Numérique : l’Europe hésite entre libre marché et régulation

La stratégie numérique de la Commission Juncker est déjà en partie dévoilée. Bruxelles veut à la fois limiter les barrières au commerce en ligne transfrontalier et mieux réguler les Gafa.

Le Financial Times a obtenu et mis en ligne une ébauche de la stratégie pour le marché unique numérique que doit officiellement présenter la Commission Junker mercredi 6 mai. Bruxelles veut se doter d’un environnement favorable à l’investissement et au développement de réseaux et services numériques, tout en régulant les Gafa (Google, Apple, Facebook, Amazon) américains.

Lever les barrières au commerce en ligne

Pour développer le commerce en ligne transfrontalier, la Commission européenne veut harmoniser les règles d’achats de contenus numériques. Il s’agit de permettre aux vendeurs de s’appuyer sur les lois de leur pays d’origine concernant la protection des consommateurs et le droit des contrats, plutôt que de s’adapter aux législations des pays des clients. Dans ce cadre, la régulation relative à la coopération en matière de protection des consommateurs devrait être révisée et une plateforme de résolution des différends proposée en 2016.

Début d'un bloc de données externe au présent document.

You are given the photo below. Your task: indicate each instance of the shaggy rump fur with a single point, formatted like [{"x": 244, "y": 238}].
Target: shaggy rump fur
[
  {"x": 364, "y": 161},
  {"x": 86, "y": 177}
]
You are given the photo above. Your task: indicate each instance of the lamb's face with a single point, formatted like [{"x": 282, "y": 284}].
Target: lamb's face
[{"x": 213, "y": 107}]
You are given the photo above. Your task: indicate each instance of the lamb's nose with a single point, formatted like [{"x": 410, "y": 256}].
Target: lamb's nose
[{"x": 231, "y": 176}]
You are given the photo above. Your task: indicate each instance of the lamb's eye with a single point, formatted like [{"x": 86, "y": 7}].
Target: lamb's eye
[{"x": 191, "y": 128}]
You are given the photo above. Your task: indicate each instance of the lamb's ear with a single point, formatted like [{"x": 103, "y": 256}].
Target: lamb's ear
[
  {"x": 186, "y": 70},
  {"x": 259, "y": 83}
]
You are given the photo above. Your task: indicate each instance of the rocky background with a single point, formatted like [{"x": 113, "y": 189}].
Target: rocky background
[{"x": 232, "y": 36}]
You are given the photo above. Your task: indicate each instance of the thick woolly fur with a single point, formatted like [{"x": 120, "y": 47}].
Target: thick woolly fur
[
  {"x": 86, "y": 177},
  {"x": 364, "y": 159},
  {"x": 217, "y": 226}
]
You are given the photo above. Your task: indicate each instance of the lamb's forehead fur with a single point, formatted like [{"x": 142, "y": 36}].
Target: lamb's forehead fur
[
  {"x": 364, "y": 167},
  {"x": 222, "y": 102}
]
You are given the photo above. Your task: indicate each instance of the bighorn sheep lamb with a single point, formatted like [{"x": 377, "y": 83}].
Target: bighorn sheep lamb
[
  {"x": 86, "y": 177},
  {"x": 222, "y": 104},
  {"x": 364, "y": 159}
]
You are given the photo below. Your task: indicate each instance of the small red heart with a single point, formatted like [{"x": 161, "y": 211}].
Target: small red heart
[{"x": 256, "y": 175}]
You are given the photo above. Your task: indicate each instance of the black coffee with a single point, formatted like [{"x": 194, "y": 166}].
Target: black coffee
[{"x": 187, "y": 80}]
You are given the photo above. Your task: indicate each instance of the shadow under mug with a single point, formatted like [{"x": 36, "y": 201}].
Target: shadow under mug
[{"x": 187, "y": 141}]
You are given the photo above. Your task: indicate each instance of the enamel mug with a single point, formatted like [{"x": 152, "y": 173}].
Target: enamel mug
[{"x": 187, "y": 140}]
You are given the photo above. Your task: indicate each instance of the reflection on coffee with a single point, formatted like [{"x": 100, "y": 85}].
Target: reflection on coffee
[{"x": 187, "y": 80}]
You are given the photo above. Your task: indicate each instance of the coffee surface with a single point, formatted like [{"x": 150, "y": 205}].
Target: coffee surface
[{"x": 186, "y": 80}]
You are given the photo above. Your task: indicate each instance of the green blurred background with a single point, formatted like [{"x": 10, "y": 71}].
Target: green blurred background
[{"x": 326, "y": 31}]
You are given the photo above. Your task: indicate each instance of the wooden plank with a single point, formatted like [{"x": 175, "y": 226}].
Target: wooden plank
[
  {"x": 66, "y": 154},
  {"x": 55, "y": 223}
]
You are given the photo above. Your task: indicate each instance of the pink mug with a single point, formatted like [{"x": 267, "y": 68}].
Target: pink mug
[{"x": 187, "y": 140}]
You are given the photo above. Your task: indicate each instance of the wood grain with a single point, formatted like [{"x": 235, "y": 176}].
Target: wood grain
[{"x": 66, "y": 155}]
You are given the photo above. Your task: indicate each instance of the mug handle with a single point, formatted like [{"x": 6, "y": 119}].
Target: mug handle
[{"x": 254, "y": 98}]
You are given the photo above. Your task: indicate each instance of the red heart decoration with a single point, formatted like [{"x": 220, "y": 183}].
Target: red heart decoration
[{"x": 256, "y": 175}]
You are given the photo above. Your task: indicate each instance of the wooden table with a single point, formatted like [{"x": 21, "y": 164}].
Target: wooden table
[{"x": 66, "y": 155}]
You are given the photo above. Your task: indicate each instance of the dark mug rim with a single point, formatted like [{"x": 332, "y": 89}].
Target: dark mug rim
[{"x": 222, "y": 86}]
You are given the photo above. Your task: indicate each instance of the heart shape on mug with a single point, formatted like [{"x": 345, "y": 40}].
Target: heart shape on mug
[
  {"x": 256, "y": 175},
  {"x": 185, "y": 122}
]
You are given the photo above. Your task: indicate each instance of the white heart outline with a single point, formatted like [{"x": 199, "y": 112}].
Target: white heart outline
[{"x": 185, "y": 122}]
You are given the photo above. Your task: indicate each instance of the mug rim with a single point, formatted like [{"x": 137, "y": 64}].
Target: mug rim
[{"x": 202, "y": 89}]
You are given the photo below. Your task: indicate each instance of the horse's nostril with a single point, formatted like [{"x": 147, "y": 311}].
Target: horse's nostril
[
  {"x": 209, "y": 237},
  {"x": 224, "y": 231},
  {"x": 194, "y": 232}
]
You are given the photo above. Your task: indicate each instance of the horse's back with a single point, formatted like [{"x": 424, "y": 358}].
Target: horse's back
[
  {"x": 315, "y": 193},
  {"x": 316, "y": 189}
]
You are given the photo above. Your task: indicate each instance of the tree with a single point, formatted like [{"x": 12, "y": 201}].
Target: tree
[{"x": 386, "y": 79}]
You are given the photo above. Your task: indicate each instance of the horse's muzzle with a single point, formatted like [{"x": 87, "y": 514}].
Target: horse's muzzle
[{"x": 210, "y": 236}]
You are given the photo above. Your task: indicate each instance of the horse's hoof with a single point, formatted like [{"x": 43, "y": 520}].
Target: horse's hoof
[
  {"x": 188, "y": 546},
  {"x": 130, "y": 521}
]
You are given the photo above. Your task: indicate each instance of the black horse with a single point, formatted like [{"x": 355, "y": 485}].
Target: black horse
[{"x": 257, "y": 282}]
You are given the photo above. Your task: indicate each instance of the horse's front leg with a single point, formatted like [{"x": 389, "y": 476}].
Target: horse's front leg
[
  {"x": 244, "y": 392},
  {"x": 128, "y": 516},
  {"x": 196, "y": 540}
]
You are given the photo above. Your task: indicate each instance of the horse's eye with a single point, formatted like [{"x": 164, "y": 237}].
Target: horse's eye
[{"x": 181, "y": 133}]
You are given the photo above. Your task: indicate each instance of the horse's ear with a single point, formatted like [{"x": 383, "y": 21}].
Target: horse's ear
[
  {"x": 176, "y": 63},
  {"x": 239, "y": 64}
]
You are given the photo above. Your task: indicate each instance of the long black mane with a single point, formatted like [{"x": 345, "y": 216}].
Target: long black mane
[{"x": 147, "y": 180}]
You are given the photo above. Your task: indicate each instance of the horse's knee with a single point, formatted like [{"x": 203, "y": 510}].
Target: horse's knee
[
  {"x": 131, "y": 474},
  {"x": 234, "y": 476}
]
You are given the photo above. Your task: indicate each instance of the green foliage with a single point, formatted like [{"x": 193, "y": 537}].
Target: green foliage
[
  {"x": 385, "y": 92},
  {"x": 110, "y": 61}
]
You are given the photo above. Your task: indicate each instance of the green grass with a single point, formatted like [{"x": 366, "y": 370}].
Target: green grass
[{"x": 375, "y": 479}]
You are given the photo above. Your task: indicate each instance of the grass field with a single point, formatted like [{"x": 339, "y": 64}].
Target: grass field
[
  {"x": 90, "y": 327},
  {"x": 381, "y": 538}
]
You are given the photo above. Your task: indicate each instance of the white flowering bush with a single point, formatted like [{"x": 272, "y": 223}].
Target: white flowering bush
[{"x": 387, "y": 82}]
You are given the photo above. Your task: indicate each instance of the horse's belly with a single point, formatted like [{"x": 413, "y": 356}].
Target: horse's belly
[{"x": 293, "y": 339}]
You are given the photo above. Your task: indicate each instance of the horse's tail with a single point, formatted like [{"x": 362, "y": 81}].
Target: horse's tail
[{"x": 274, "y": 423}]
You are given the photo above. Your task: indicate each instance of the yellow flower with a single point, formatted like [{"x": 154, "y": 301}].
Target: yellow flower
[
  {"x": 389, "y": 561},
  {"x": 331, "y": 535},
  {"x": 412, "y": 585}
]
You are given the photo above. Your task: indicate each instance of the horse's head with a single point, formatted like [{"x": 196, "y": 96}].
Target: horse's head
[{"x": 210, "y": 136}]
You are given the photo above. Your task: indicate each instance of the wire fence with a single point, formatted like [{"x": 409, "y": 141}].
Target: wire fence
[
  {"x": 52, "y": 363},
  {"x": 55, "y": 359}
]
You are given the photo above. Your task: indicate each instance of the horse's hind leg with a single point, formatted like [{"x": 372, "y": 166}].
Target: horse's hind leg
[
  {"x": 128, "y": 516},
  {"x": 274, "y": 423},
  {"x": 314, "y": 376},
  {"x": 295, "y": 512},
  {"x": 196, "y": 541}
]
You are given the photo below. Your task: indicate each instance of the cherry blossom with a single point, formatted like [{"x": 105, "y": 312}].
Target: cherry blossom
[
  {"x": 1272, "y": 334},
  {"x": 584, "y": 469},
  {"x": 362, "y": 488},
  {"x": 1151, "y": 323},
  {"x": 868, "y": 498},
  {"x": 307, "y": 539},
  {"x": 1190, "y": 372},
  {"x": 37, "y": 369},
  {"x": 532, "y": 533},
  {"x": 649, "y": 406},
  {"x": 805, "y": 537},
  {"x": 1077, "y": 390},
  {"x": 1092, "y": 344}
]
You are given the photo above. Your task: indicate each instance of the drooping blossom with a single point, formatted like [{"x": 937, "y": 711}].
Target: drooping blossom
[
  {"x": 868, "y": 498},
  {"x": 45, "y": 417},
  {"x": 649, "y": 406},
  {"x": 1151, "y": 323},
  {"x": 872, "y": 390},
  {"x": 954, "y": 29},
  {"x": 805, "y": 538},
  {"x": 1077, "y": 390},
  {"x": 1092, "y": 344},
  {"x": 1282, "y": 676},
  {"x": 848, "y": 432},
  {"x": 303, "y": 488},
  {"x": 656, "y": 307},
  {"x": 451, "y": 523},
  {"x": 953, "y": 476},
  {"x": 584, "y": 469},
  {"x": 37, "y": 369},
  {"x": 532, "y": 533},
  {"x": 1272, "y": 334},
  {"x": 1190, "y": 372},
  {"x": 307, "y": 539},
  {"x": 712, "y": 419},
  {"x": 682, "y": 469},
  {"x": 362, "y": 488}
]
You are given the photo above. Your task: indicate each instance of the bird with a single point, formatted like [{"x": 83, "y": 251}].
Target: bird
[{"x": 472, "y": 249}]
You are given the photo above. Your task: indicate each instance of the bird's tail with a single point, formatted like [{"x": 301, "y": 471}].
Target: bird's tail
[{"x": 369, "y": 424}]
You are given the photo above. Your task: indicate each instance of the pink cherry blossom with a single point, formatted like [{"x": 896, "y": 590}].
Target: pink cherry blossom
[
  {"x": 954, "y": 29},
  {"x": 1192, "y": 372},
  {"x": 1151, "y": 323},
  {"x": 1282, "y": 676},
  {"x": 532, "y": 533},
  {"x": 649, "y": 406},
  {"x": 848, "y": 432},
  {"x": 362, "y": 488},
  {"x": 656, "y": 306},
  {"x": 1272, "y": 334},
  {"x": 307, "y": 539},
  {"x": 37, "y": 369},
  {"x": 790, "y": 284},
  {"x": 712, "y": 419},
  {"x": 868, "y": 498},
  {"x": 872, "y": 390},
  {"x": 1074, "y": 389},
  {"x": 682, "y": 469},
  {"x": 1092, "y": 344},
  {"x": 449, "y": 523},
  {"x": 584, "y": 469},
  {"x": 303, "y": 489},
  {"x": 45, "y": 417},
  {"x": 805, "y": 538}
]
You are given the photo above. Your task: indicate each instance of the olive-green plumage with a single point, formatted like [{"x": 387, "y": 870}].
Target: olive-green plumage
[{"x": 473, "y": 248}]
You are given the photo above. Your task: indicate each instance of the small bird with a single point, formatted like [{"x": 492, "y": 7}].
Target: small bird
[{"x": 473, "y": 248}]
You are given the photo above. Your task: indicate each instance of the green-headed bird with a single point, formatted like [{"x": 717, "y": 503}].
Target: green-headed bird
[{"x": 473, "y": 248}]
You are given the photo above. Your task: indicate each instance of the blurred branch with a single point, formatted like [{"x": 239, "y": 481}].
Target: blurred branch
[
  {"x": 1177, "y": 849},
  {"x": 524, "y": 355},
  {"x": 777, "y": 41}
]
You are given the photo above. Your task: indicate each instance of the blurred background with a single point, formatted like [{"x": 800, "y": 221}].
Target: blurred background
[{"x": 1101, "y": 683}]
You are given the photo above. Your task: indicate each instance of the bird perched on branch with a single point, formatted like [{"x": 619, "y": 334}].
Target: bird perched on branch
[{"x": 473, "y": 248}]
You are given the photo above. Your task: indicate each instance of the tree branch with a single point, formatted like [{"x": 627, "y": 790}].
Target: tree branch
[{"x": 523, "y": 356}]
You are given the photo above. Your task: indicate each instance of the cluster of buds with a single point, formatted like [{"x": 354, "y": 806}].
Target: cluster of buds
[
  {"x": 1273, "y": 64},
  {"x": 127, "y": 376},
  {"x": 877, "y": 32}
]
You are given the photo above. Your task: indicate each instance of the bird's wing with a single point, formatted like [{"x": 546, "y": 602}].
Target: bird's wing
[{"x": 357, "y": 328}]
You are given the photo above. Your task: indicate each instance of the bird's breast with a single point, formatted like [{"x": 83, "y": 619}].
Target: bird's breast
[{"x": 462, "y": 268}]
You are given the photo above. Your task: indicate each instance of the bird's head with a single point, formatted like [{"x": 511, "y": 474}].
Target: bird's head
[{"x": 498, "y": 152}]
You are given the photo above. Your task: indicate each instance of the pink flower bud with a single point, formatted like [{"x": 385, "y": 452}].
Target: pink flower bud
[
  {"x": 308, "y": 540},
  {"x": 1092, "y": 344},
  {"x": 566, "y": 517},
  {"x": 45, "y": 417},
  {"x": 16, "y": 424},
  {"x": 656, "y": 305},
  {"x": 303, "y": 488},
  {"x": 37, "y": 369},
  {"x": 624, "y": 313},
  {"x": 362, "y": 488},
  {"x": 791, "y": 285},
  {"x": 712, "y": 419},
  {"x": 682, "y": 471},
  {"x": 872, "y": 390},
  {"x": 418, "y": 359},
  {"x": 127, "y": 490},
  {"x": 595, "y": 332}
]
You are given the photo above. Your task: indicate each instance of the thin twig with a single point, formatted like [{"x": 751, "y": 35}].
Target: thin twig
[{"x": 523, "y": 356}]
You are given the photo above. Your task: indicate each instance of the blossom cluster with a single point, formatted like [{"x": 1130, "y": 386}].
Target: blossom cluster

Autre point clé : la lutte contre le géoblocage « injustifié » (qui consiste à empêcher l’accès à certains sites et services web en fonction de la localisation, du lieu de résidence ou des coordonnées de carte bancaire). La Commission fera une proposition législative en ce sens mi-2016. Les poids lourds américains sont ciblés, dont Netflix. Pour Andrus Ansip (en photo), vice-président de la Commission européenne pour le marché unique numérique, l’internaute doit pouvoir accéder dans tous les pays de l’Union européenne au service en ligne acheté dans l’un des États membres.

Améliorer l’accès au contenu numérique passera aussi par une modernisation des règles en matière de copyright, notamment pour les programmes audiovisuels. Une proposition devrait être présentée à la fin de l’année 2015 pour « réduire les différences entre régimes nationaux des droits d’auteur ».

Centraliser la déclaration de TVA

Depuis le 1er janvier 2015, les prestations de services en ligne et de téléphonie sont imposables au taux de taxe sur la valeur ajoutée (TVA) en vigueur dans l’État membre où l’utilisateur est domicilié, alors qu’il s’appliquait précédemment au lieu d’établissement du prestataire. Pour réduire la complexité administrative d’un système à 28 régimes de TVA, Bruxelles fera une proposition en 2016. La Commission a pour objectif d’élargir le mécanisme de déclaration et paiement centralisé à toutes les ventes en ligne effectuées dans les États membres de l’UE et les pays tiers.

Centraliser le mécanisme de TVA n’est pas l’unique enjeu fiscal. Permettre une meilleure adéquation entre le lieu d’imposition et le lieu de réalisation des profits en est un autre. Ciblant les multinationales du numérique usant d’optimisation fiscale agressive, les Gafa inclus, la Commission préconise une harmonisation européenne qui permette de taxer les bénéfices « là où la valeur est créée ». Une solution qui, en France, a les faveurs de Bercy. Le but : éviter la création de taxes locales spécifiques (sur les recettes publicitaires, par exemple) qui se heurteraient à des barrières juridiques et freineraient l’activité économique.

Investir dans le Cloud, la data et la cybersécurité

Dans les télécoms, la Commission Junker devrait présenter l’an prochain une proposition « ambitieuse » de réforme de la régulation pour coordonner la politique du spectre des radiofréquences et sa gestion. Bruxelles veut aussi réformer la directive sur les services de média audiovisuels (SMA) et mieux étudier le rôle des plateformes (moteurs de recherche, médias sociaux, app stores, e-commerçants, comparateurs de prix…) et leur position dominante sur le marché. Le but : favoriser l’émergence de champions européens et lutter contre les contenus illégaux sur Internet.

Pour mieux sécuriser les réseaux, la Commission veut mettre en place au premier semestre 2016 un partenariat public-privé dans la cybersécurité. Par ailleurs, une fois les nouvelles règles sur la protection des données personnelles adoptées, « probablement fin 2015 », la Commission étudiera la directive sur la protection de la vie privée dans le secteur des communications électroniques.

L’Europe se prononce aussi pour l’interopérabilité et l’adoption de standards dans différents secteurs (santé, transports, énergie, environnement). Dans la document dévoilé dimanche par le Financial Times, Bruxelles réaffirme enfin l’importance de la formation de talents du numérique et déclare soutenir l’investissement dans le Big Data, le Cloud et l’Internet des objets. La Commission Juncker devrait ainsi proposer en 2016 une action en faveur de la libre circulation des données et lancer une initiative européenne pour la certification de services Cloud.